Through analysis, (A) of Figure 5(a), it is found that node 0 on the fc8 layer in this network is within the boundary, and there are no abnormal nodes beyond the boundary line. In (B) of (C) of Figure 5(a), further comparison found that all the nodes on the fc7 and fc6 layer of this model also fall within 5 times of the interquartile range, so we think that this face recognition model is in line with our criterion and is a normal model. In the same situation, if it is a normal age recognition model, the node 7 on the fc8 layer should also be within the boundary, as can be seen from (A) of Figure 5(b), and there are no abnormal nodes on the rest of the layers.

From the comparison between Figures 4 and 5, it can be concluded that if a network contains trojaned nodes, its distribution does have abnormal nodes. On the contrary, if a network is a normal network, the sensitivity of all neurons is within the boundaries we have chosen. It proves that the detection model against trojaning attack on neural networks is indeed effective.

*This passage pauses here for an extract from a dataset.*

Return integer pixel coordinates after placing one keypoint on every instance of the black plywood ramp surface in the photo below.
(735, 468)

Further consideration, because the trigger rate of the trojaned nodes is smaller, the concealment is higher. For this reason, we observe the relationship between the degree of change of the trojan training and the sensitivity of the nodes and give the phased data as Tables 1 and 2. We plot the correlation between difference of node sensitivity-boundary and trojan trigger rate as shown in Figure 6. The green line represents the classification accuracy of the trojaned model on the original dataset, the red line represents the trojan trigger rate of the trojaned model on the external dataset, and the blue line represents the difference between the sensitivity of the trojaned nodes and the boundary.

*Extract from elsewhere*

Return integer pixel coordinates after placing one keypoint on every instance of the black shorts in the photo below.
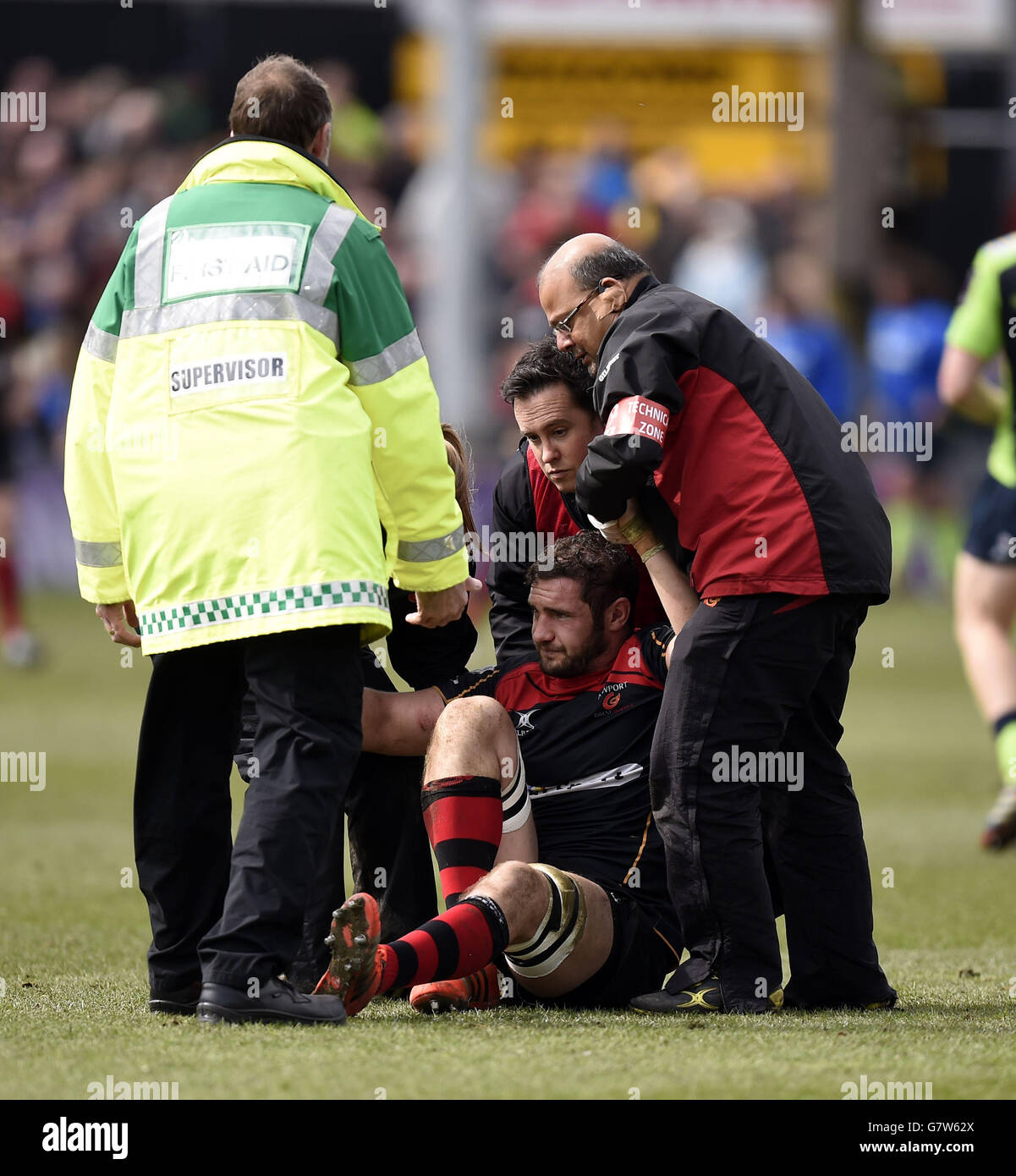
(6, 457)
(992, 524)
(639, 962)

From the experimental results, we found that the greater the trigger rate of the trojan, the easier the detection of the trojaned nodes. When the trojan trigger rate is 5%, the sensitivity and boundary of the trojaned nodes are fairly different. It verifies that the proposed method can detect the trojaned nodes with the trojan trigger rate above 5%. Further analysis demonstrates that there is a certain positive correlation between difference of node sensitivity-boundary and trojan trigger rate. The higher the trigger rate of the trojan, the higher the difference, and when the trigger rate is big, the difference will increase sharply. On the other hand, trojan training has a certain limit on the modification of the model. Within this limit, trojan training will not significantly reduce the accuracy of the model on the original dataset. Once this limit is exceeded, it will cause the fitting of the poisoned dataset over the fit of the original dataset, resulting in a sharp drop in the accuracy of the trojaned model on the original dataset, and this limit may be relevant to the number of categories of the model output.

6. Summary

To deal with the threat of trojaning attack on neural networks, we propose an effective trojan detection method. By using the Interquartile Range algorithm to mine the outliers in the node sensitivity, we can successfully detect trojaned nodes with trojan triggering rate above 5%. We also explore the difference between the trojan training and the adversarial training to the normal model and prove that the trojan training will embed trojaned nodes with the parameter anomaly, which will result in the trojaned nodes to have an anomalous sensitivity. This is an innovation in trojan detection on neural networks. Compared with the existing defence mechanism for filtering input, our method is more intuitive, efficient, and effective.

Data Availability

The original data used to support the findings of this study are available from [25, 26], and the external data used to support the findings of this study are available from [28].

Conflicts of Interest

The authors declare that there are no conflicts of interest regarding the publication of this paper.

Acknowledgments

This work was funded by the National Key Research and Development Project (no. 2019YFB2101704) and by the National Natural Science Foundation of China Grants (no. 61672297).